The oldest period in the Paleozoic is called the Cambrian, and the rocks older than it are called the Precambrian. As the Precambrian includes most of the history of the Earth, more and more workers are using “-zoic” terms for pieces of it (see the Enrichment for Unit 9). The periods are mostly named for places where the rocks are well-developed, such as the Cambrian for Cambria (also known as Wales), Devonian for Devonshire in southwestern England, and the Pennsylvanian for Pennsylvania (Europeans usually lump the Mississippian and Pennsylvanian and call that lump the Carboniferous, but we have such wonderful deposits of their Carboniferous that we divide them to allow better time resolution, and to use our names). The youngest two periods, the Tertiary (third) and Quaternary (fourth), were named in an old scheme that also included primary and secondary; history dies hard in geology.

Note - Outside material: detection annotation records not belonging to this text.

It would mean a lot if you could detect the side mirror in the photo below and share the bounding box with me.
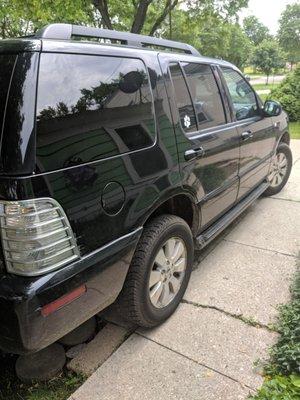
[263,100,282,117]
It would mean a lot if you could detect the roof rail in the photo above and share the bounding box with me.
[35,24,200,56]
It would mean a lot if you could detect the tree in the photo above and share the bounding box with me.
[268,65,300,121]
[252,40,285,84]
[243,15,271,46]
[278,3,300,67]
[0,0,248,38]
[0,0,93,39]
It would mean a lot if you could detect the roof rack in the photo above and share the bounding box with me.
[35,24,200,56]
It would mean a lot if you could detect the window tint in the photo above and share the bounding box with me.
[182,63,226,129]
[222,68,260,121]
[37,54,155,170]
[0,54,16,137]
[169,63,197,132]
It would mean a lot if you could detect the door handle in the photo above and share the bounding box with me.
[242,131,253,141]
[184,147,205,161]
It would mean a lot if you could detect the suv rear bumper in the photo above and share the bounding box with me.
[0,228,142,354]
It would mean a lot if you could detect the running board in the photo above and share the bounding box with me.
[196,182,269,249]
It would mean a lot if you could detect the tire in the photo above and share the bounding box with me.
[118,215,194,328]
[264,143,293,196]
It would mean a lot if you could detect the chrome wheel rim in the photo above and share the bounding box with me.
[149,237,187,308]
[268,153,288,188]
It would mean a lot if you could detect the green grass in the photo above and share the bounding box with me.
[289,122,300,139]
[251,269,300,400]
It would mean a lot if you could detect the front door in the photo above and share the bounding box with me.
[160,55,239,228]
[221,67,276,202]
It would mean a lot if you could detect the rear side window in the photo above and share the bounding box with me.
[221,67,260,121]
[182,63,226,130]
[170,62,226,132]
[169,63,197,132]
[0,54,17,137]
[37,53,155,170]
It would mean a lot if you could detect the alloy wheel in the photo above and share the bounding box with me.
[268,153,288,188]
[149,237,187,308]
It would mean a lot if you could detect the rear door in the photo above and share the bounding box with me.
[221,67,276,202]
[160,55,239,228]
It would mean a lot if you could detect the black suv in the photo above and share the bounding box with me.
[0,24,292,354]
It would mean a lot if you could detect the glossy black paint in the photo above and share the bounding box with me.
[0,40,287,353]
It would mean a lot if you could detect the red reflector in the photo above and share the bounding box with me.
[41,285,86,317]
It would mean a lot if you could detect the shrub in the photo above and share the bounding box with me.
[268,65,300,121]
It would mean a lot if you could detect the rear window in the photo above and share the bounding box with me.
[0,54,17,137]
[37,53,155,171]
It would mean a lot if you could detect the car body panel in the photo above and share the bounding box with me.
[0,39,287,354]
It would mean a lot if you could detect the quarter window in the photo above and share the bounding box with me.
[182,63,226,130]
[221,67,260,121]
[37,53,155,170]
[169,63,197,132]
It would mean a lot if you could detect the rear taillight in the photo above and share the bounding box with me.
[0,198,79,276]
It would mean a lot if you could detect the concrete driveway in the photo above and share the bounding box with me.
[71,140,300,400]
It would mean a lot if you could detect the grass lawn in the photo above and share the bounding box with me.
[289,122,300,139]
[251,269,300,400]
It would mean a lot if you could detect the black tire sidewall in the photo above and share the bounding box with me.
[264,143,293,196]
[139,222,194,326]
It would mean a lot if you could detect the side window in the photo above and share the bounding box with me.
[169,63,197,132]
[37,53,155,171]
[221,67,260,121]
[181,63,226,129]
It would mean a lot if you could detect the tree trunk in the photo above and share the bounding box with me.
[93,0,113,29]
[131,0,153,33]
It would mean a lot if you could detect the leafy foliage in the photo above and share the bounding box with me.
[278,2,300,63]
[251,269,300,400]
[267,272,300,374]
[252,40,285,81]
[269,65,300,121]
[251,375,300,400]
[243,15,271,46]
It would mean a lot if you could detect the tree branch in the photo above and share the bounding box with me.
[93,0,113,29]
[131,0,153,33]
[149,0,179,36]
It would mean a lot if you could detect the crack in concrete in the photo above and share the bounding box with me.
[270,197,300,203]
[181,299,277,333]
[223,238,298,258]
[293,157,300,166]
[135,332,255,392]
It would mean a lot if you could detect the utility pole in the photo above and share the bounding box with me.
[169,10,172,39]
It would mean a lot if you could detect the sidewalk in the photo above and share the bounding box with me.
[70,140,300,400]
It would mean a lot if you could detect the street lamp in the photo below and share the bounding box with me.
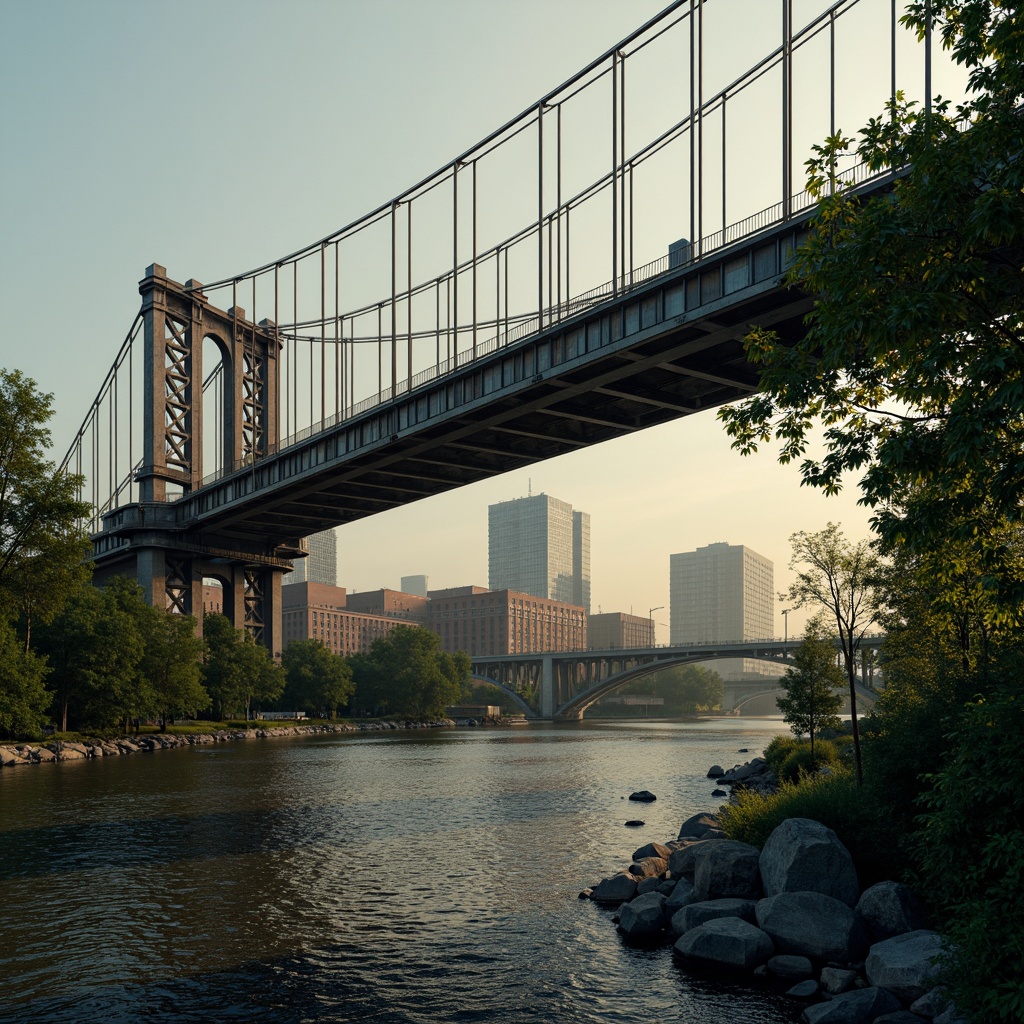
[647,604,665,646]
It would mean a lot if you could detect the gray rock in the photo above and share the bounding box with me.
[618,893,666,942]
[674,918,773,970]
[679,899,755,935]
[786,967,818,999]
[693,840,761,902]
[910,985,949,1017]
[755,892,867,963]
[768,953,818,978]
[630,857,669,879]
[669,829,721,882]
[864,930,942,1002]
[665,879,696,918]
[857,882,927,942]
[590,871,637,903]
[679,814,718,839]
[633,843,672,860]
[821,967,857,995]
[802,988,899,1024]
[760,818,860,906]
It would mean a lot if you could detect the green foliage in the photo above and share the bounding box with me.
[720,0,1024,604]
[351,626,470,719]
[914,674,1024,1024]
[203,613,285,720]
[0,370,90,647]
[718,770,894,888]
[775,615,844,756]
[0,618,50,738]
[281,640,355,718]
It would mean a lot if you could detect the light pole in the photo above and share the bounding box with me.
[647,604,665,647]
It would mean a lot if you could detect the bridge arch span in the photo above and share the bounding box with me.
[555,651,788,719]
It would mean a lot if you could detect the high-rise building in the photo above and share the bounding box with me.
[282,529,338,587]
[487,495,590,611]
[669,543,778,679]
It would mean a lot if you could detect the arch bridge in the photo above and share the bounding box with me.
[472,634,885,721]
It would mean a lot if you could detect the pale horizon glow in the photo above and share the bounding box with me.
[0,0,958,642]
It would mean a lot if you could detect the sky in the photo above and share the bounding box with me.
[0,0,958,642]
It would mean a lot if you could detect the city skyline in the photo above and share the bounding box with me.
[0,0,962,642]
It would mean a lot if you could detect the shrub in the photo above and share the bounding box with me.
[914,679,1024,1024]
[719,770,894,889]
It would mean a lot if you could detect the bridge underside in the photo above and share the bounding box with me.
[177,225,811,545]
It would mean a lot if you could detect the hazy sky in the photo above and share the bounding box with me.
[0,0,958,641]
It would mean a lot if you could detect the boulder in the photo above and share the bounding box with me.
[666,879,696,918]
[786,968,818,999]
[864,929,942,1002]
[590,871,637,903]
[630,857,669,879]
[768,953,818,978]
[673,918,774,970]
[618,893,666,942]
[633,843,672,860]
[679,814,718,839]
[802,988,899,1024]
[669,829,709,882]
[693,840,761,901]
[857,882,926,942]
[910,985,949,1017]
[821,967,857,995]
[760,818,860,906]
[755,892,867,963]
[679,899,755,934]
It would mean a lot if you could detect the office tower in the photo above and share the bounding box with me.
[401,575,430,597]
[487,495,590,611]
[669,543,778,678]
[283,529,338,587]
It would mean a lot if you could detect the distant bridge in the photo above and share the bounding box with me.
[472,634,885,720]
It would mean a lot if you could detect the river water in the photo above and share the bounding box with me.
[0,720,800,1024]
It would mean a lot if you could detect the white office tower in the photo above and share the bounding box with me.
[401,575,430,597]
[282,529,338,587]
[487,495,590,611]
[669,543,780,679]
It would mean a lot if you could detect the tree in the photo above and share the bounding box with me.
[775,614,844,765]
[0,370,90,650]
[203,612,285,721]
[0,618,50,737]
[788,522,879,782]
[352,626,470,719]
[720,0,1024,609]
[37,577,153,731]
[141,607,210,731]
[281,640,355,718]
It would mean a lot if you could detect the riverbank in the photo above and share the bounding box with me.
[0,718,514,768]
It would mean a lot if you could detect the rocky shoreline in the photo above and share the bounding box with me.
[0,718,512,768]
[580,752,964,1024]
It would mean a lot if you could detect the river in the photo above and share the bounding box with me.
[0,719,800,1024]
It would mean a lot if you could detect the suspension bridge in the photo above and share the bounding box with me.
[61,0,931,655]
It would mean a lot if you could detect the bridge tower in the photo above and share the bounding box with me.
[93,263,304,654]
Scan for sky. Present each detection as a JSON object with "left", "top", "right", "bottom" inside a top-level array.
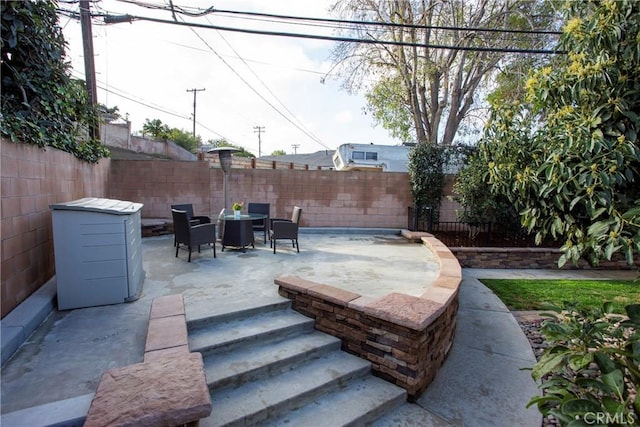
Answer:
[{"left": 59, "top": 0, "right": 401, "bottom": 156}]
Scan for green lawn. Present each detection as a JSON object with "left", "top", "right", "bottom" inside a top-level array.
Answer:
[{"left": 481, "top": 279, "right": 640, "bottom": 314}]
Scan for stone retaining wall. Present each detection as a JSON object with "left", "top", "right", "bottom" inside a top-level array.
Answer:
[
  {"left": 275, "top": 231, "right": 462, "bottom": 399},
  {"left": 450, "top": 247, "right": 640, "bottom": 270}
]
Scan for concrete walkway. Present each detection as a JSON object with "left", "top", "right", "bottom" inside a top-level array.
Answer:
[{"left": 0, "top": 231, "right": 635, "bottom": 427}]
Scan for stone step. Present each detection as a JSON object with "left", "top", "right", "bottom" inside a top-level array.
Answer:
[
  {"left": 186, "top": 296, "right": 291, "bottom": 331},
  {"left": 200, "top": 351, "right": 371, "bottom": 427},
  {"left": 261, "top": 376, "right": 408, "bottom": 427},
  {"left": 204, "top": 331, "right": 341, "bottom": 390},
  {"left": 189, "top": 309, "right": 314, "bottom": 358}
]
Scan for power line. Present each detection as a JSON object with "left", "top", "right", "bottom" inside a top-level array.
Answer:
[
  {"left": 180, "top": 23, "right": 330, "bottom": 150},
  {"left": 187, "top": 88, "right": 206, "bottom": 138},
  {"left": 105, "top": 15, "right": 566, "bottom": 55},
  {"left": 211, "top": 20, "right": 327, "bottom": 145},
  {"left": 91, "top": 0, "right": 562, "bottom": 35},
  {"left": 213, "top": 9, "right": 562, "bottom": 35},
  {"left": 253, "top": 126, "right": 265, "bottom": 157}
]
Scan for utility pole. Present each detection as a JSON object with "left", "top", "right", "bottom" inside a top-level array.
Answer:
[
  {"left": 253, "top": 126, "right": 265, "bottom": 157},
  {"left": 187, "top": 88, "right": 206, "bottom": 138},
  {"left": 80, "top": 0, "right": 100, "bottom": 139}
]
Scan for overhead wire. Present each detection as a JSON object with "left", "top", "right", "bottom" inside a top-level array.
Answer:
[
  {"left": 56, "top": 2, "right": 566, "bottom": 55},
  {"left": 182, "top": 23, "right": 330, "bottom": 149},
  {"left": 58, "top": 0, "right": 565, "bottom": 149},
  {"left": 204, "top": 16, "right": 328, "bottom": 148}
]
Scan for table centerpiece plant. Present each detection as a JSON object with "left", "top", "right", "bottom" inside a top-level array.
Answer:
[{"left": 231, "top": 202, "right": 242, "bottom": 218}]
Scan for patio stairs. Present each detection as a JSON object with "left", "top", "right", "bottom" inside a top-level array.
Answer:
[{"left": 188, "top": 298, "right": 406, "bottom": 427}]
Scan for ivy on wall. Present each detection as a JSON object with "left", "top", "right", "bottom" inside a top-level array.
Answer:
[{"left": 0, "top": 0, "right": 109, "bottom": 163}]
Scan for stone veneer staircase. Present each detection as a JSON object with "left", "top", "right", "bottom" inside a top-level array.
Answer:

Life appeared early in the Precambrian, and multicelled organisms were present in the Precambrian. The Cambrian began with a great diversification of organisms with shells. Older fossils are rare because soft body parts usually are not fossilized; when shells appeared, they accumulated to make limestone layers, so fossils “suddenly” (over a few million years) became common. The Paleozoic and the Mesozoic ended with mass extinctions that probably killed the great majority of organisms on Earth (we’ll return to this soon). The mass extinction at the end of the Mesozoic was caused by a meteorite impact at the end of the Paleozoic that is not fully explained, although radical changes in ocean circulation in response to global warming and massive volcanism that produced a widespread lack of oxygen in the ocean probably were involved.